[PEFT] Better Trainer error when prompt learning with loading best model at the end (#35087)

Original issue: https://github.com/huggingface/peft/issues/2256 There is a potential error when using load_best_model_at_end=True with a prompt learning PEFT method. This is because Trainer uses load_adapter under the hood but with some prompt learning methods, there is an optimization on the saved model to remove parameters that are not required for inference, which in turn requires a change to the model architecture. This is why load_adapter will fail in such cases and users should instead set load_best_model_at_end=False and use PeftModel.from_pretrained. As this is not obvious, we now intercept the error and add a helpful error message.
2024-12-11 12:44:39 +01:00
parent d363e71d0e
commit bcc50cc7ce
2 changed files with 99 additions and 2 deletions
--- a/src/transformers/trainer.py
+++ b/src/transformers/trainer.py
@@ -2938,7 +2938,22 @@ class Trainer:
                            active_adapter = model.active_adapter

                        if os.path.exists(best_adapter_model_path) or os.path.exists(best_safe_adapter_model_path):
-                            model.load_adapter(self.state.best_model_checkpoint, active_adapter)
+                            try:
+                                model.load_adapter(self.state.best_model_checkpoint, active_adapter)
+                            except RuntimeError as exc:
+                                if model.peft_config[active_adapter].is_prompt_learning:
+                                    # for context: https://github.com/huggingface/peft/issues/2256
+                                    msg = (
+                                        "When using prompt learning PEFT methods such as "
+                                        f"{model.peft_config[active_adapter].peft_type.value}, setting "
+                                        "load_best_model_at_end=True can lead to errors, it is recommended "
+                                        "to set this to False and to load the model manually from the checkpoint "
+                                        "directory using PeftModel.from_pretrained(base_model, <path>) after training "
+                                        "has finished."
+                                    )
+                                    raise RuntimeError(msg) from exc
+                                else:
+                                    raise
                            # Load_adapter has no return value present, modify it when appropriate.
                            from torch.nn.modules.module import _IncompatibleKeys

--- a/tests/peft_integration/test_peft_integration.py
+++ b/tests/peft_integration/test_peft_integration.py
@@ -17,10 +17,19 @@ import os
 import tempfile
 import unittest

+from datasets import Dataset, DatasetDict
 from huggingface_hub import hf_hub_download
 from packaging import version

-from transformers import AutoModelForCausalLM, OPTForCausalLM, logging
+from transformers import (
+    AutoModelForCausalLM,
+    AutoModelForSequenceClassification,
+    AutoTokenizer,
+    OPTForCausalLM,
+    Trainer,
+    TrainingArguments,
+    logging,
+)
 from transformers.testing_utils import (
    CaptureLogger,
    require_bitsandbytes,
@@ -665,3 +674,76 @@ class PeftIntegrationTester(unittest.TestCase, PeftTesterMixin):
                        else:
                            assert not module.training
                            assert all(not p.requires_grad for p in module.parameters())
+
+    def test_prefix_tuning_trainer_load_best_model_at_end_error(self):
+        # Original issue: https://github.com/huggingface/peft/issues/2256
+        # There is a potential error when using load_best_model_at_end=True with a prompt learning PEFT method.

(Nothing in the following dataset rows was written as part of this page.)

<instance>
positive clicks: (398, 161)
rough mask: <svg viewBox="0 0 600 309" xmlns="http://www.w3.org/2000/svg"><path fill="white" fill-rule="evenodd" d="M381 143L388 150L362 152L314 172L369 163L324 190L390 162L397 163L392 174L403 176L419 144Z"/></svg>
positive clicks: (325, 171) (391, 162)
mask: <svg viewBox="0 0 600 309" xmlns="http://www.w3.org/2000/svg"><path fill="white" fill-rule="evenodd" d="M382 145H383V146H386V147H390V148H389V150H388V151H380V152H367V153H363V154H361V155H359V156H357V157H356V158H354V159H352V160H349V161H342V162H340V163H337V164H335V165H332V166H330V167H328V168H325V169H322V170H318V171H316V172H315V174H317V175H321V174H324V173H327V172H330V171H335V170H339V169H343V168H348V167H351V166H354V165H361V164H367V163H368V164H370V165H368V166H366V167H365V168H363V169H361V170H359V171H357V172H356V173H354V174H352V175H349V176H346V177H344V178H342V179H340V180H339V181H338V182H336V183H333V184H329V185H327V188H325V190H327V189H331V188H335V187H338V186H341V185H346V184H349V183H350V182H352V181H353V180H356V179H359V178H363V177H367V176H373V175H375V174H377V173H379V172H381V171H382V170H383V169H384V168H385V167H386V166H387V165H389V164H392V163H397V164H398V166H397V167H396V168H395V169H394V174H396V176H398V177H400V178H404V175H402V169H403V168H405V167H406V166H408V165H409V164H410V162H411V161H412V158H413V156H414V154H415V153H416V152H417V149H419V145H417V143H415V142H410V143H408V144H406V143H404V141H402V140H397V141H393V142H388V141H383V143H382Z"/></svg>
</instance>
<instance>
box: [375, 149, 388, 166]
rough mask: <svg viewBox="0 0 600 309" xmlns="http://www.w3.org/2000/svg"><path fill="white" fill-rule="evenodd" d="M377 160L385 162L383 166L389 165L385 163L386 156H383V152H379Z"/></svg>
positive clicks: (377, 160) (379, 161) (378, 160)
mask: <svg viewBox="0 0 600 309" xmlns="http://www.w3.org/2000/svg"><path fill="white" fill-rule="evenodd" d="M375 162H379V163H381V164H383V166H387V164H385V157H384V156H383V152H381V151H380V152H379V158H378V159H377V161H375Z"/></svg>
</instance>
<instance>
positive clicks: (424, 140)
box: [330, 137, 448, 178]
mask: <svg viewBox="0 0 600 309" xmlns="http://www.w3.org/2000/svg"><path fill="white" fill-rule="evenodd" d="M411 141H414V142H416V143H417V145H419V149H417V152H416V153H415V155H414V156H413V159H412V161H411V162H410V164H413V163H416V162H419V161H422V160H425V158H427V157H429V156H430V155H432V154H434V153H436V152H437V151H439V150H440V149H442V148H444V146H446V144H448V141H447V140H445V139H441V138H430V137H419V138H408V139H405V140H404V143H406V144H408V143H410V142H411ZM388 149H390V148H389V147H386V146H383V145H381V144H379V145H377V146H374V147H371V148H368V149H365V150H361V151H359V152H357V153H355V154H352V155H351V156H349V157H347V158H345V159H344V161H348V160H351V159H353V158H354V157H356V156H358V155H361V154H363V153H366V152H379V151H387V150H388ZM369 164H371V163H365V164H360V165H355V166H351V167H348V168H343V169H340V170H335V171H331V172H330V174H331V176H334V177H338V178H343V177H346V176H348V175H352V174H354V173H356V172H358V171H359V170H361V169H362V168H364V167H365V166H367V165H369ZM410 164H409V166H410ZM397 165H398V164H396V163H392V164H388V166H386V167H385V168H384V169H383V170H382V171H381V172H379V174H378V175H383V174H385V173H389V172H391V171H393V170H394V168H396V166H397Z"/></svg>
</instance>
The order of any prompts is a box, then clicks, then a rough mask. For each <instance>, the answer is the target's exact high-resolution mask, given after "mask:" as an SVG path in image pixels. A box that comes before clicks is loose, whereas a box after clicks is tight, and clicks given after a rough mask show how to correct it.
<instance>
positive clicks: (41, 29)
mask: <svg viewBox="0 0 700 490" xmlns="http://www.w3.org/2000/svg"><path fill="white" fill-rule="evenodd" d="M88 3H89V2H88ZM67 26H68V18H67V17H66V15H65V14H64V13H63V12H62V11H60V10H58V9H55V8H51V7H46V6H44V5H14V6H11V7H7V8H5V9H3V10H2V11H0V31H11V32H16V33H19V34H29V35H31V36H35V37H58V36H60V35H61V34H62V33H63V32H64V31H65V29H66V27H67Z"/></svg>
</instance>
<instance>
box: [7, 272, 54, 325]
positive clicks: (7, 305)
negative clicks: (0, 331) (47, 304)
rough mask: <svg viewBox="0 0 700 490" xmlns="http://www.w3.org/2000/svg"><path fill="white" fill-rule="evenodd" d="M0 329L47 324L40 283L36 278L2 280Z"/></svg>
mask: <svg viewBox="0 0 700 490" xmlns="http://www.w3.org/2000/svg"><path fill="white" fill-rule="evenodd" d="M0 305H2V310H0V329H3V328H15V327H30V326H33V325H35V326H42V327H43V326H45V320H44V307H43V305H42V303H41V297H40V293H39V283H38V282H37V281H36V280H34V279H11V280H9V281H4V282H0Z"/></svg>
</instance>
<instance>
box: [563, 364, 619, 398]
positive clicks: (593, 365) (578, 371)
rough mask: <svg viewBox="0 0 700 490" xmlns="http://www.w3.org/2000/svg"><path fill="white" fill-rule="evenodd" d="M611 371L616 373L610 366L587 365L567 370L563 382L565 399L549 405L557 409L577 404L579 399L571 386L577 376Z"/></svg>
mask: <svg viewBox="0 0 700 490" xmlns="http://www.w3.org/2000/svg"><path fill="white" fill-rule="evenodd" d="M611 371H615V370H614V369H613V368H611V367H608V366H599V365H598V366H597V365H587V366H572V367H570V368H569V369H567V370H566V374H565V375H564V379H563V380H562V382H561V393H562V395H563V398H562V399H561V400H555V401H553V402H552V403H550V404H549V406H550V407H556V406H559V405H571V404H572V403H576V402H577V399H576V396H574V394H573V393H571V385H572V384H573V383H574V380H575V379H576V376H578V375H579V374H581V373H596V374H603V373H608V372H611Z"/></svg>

This is
+        # because Trainer uses load_adapter under the hood but with some prompt learning methods, there is an
+        # optimization on the saved model to remove parameters that are not required for inference, which in turn
+        # requires a change to the model architecture. This is why load_adapter will fail in such cases and users should
+        # instead set load_best_model_at_end=False and use PeftModel.from_pretrained. As this is not obvious, we now
+        # intercept the error and add a helpful error message.
+        # This test checks this error message. It also tests the "happy path" (i.e. no error) when using LoRA.
+        from peft import LoraConfig, PrefixTuningConfig, TaskType, get_peft_model
+
+        # create a small sequence classification dataset (binary classification)
+        dataset = []
+        for i, row in enumerate(os.__doc__.splitlines()):
+            dataset.append({"text": row, "label": i % 2})
+        ds_train = Dataset.from_list(dataset)
+        ds_valid = ds_train
+        datasets = DatasetDict(
+            {
+                "train": ds_train,
+                "val": ds_valid,
+            }
+        )
+
+        # tokenizer for peft-internal-testing/tiny-OPTForCausalLM-lora cannot be loaded, thus using
+        # hf-internal-testing/tiny-random-OPTForCausalLM
+        model_id = "hf-internal-testing/tiny-random-OPTForCausalLM"
+        tokenizer = AutoTokenizer.from_pretrained(model_id, padding_side="left", model_type="opt")
+
+        def tokenize_function(examples):
+            return tokenizer(examples["text"], max_length=128, truncation=True, padding="max_length")
+
+        tokenized_datasets = datasets.map(tokenize_function, batched=True)
+        # lora works, prefix-tuning is expected to raise an error
+        peft_configs = {
+            "lora": LoraConfig(task_type=TaskType.SEQ_CLS),
+            "prefix-tuning": PrefixTuningConfig(
+                task_type=TaskType.SEQ_CLS,
+                inference_mode=False,
+                prefix_projection=True,
+                num_virtual_tokens=10,
+            ),
+        }
+
+        for peft_type, peft_config in peft_configs.items():
+            base_model = AutoModelForSequenceClassification.from_pretrained(model_id, num_labels=2)
+            base_model.config.pad_token_id = tokenizer.pad_token_id
+            peft_model = get_peft_model(base_model, peft_config)
+
+            with tempfile.TemporaryDirectory() as tmpdirname:
+                training_args = TrainingArguments(
+                    output_dir=tmpdirname,
+                    num_train_epochs=3,
+                    eval_strategy="epoch",
+                    save_strategy="epoch",
+                    load_best_model_at_end=True,
+                )
+                trainer = Trainer(
+                    model=peft_model,
+                    args=training_args,
+                    train_dataset=tokenized_datasets["train"],
+                    eval_dataset=tokenized_datasets["val"],
+                )
+
+                if peft_type == "lora":
+                    # LoRA works with load_best_model_at_end
+                    trainer.train()
+                else:
+                    # prefix tuning does not work, but at least users should get a helpful error message
+                    msg = "When using prompt learning PEFT methods such as PREFIX_TUNING"
+                    with self.assertRaisesRegex(RuntimeError, msg):
+                        trainer.train()